‘Mrs.Doubtfire’: 90’s Property Goes from Protest-able to “Just” Regressive
Last Thursday, when I stood up to applaud the boisterous, giving-all-they-got ensemble of Mrs. Doubtfire, I found myself marveling at the joy I got out of what was so clearly a cash grab. Unlike recent attempts at monetizing well-known properties & cultural touchstones (hello, Diana!). Mrs. Doubtfire is full of exciting, justifiably large musical numbers, and charming comedic performances. It was low-calorie, fluffy entertainment, a two-and-a-half-hour diversion that I didn’t mind experiencing on a weekday night. However, as I sat with the musical a little longer over the weekend, and rewatched the original film, my perception of what the show was doing started to sour.
At face value, Mrs. Doubtfire is a fun family-friendly musical that takes you on a rollercoaster of kooky, comedic moments. The story follows the same plot as the classic film, Daniel Hillard (Rob McClure), post-divorce, dresses up as an elder-esque nanny to spend more time with his children. The added musical numbers move us quickly through a show that apes every iconic moment and line from the original film, and audiences old enough to remember Robin Williams donning the trademark plaster and wig will fill up on the joys of nostalgia.
There are also brilliant, chaotic, and boisterous slapstick moments from McClure (at his best when avoiding doing an impression of Williams), as well as Brad Oscar (playing the role originated on screen by Broadway legend Harvey Fierstein), and J.Harrison Ghee, who plays Daniel’s brother Frank and Frank’s partner, Andre. The introduction of the latter two, in particular, really wakes the musical up. Unfortunately, the moment when we meet Andre is also where the mask starts to peel off of Mrs. Doubtfire’s attempts at being, a cool Gen-Z friendly Modern Family-ish musical.
From the get-go, it’s clear the show’s producers are trying to diverge from the foundation laid by a lily-white 90’s film rooted in stereotypical, racist, and transphobic jokes.
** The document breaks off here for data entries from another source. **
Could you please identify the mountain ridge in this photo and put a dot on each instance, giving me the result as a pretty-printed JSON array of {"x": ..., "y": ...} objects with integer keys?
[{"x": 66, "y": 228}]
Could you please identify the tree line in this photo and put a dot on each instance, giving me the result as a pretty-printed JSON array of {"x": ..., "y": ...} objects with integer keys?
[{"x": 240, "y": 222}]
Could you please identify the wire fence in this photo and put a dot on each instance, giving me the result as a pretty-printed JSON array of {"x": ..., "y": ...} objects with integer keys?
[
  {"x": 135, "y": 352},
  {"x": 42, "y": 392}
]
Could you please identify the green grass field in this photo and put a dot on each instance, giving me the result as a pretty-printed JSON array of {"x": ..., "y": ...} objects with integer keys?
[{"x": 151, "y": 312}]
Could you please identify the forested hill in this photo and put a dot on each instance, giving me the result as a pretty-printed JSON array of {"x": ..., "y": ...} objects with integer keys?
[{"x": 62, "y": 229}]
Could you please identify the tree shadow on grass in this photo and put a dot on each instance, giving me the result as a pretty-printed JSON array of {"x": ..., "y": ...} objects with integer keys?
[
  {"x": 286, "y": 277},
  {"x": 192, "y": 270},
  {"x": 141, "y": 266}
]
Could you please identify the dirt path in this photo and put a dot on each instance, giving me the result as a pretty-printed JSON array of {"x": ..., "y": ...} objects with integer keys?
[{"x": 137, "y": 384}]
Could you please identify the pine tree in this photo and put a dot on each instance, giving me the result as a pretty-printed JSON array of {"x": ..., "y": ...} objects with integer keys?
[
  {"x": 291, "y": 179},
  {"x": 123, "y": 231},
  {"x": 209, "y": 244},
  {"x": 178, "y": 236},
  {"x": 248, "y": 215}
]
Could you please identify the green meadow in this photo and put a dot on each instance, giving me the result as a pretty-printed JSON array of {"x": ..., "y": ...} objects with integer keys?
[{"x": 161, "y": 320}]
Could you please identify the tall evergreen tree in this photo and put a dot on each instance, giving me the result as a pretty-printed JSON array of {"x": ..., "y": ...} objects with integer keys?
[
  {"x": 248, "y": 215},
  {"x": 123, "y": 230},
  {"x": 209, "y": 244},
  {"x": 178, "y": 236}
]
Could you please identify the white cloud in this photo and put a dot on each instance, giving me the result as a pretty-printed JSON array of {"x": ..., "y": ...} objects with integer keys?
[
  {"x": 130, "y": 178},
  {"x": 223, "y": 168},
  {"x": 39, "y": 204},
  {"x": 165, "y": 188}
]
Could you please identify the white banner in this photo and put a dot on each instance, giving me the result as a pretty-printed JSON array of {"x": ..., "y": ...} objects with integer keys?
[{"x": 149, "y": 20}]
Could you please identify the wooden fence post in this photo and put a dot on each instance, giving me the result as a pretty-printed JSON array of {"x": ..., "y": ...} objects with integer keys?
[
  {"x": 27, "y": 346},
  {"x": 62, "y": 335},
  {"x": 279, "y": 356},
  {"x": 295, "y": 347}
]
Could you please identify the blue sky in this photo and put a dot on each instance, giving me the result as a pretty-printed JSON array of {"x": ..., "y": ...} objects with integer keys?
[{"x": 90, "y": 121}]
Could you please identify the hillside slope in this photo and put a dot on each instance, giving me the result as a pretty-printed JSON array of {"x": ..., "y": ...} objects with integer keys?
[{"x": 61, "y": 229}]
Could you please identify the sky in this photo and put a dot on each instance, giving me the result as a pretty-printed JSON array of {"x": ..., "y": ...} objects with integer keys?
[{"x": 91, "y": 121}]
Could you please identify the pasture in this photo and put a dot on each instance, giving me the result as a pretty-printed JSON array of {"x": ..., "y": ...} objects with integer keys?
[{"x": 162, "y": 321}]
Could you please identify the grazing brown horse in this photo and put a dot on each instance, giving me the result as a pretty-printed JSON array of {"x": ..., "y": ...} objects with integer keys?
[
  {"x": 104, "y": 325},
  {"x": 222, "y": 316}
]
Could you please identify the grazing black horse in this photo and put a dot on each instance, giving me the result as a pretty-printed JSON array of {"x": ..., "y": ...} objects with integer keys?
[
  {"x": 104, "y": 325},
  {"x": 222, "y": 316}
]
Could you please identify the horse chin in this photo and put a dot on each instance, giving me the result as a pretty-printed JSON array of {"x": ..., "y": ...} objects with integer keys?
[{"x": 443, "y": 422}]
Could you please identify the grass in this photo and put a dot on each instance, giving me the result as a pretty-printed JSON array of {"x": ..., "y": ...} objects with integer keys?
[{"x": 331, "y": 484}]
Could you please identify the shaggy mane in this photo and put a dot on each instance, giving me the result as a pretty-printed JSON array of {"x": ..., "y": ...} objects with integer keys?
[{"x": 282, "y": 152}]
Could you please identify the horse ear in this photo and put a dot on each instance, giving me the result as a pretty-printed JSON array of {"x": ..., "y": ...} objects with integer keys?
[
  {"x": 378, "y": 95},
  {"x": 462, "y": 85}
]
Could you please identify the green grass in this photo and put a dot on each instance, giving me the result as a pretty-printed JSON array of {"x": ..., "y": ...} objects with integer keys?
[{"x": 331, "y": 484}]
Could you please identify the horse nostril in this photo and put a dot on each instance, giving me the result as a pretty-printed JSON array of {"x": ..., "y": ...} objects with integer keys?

Unfortunately “the sins of the father are to be laid upon the children.” Trying its best to fill in the cracks and erase the blemishes left by its predecessor, the musical takes away the transphobic remarks (in the original film, Daniel’s kids discover his identity because he is peeing standing up and his frightened son calls him a “he-she”), and shoves in some diversity by rewriting comedic side characters for actors of color.
While on the surface this feels like an improvement, they tokenize the people of color and sprinkle them throughout the story. The two most obvious examples are Andre, who is updated from a non-presence in the original film into a clearly RuPaul-inspired figurine, and the stone-cold court liaison played by Charity Dawson, whose only song is a show-stopping number that paints her as the devil in Daniel’s version of “Spooky Mormon Hell Dream” (and don’t even get me started on the random flamenco dance/performance).
While both of these actors put on rich performances and have banging musical numbers, you can clearly tell through what gaze their characters were created. It’s unclear whether these changes are an attempt to appeal to a more liberal audience, or maybe were done in fear of the “woke police”. Either way, the effort reeks of disingenuousness (and does more harm than good)
From a craft perspective, there’s a lot to like here, and it’s easy to get swept up in the moment and walk out with a huge grin on your face, as well as an appreciation for the staging and performances that went into the show. The creative team is asking you not to think too hard about what you just watched, and accept the paper-thin, surface-level improvements to the original, fairly problematic story. While that approach may work to raise the floor of this production from protest-able to “just” regressive, Mrs. Doubtfire will never actually make good on its attempts at diversity and inclusion until it takes a good hard look at the cracks in the foundation and makes genuine, thoughtful attempts to fix them.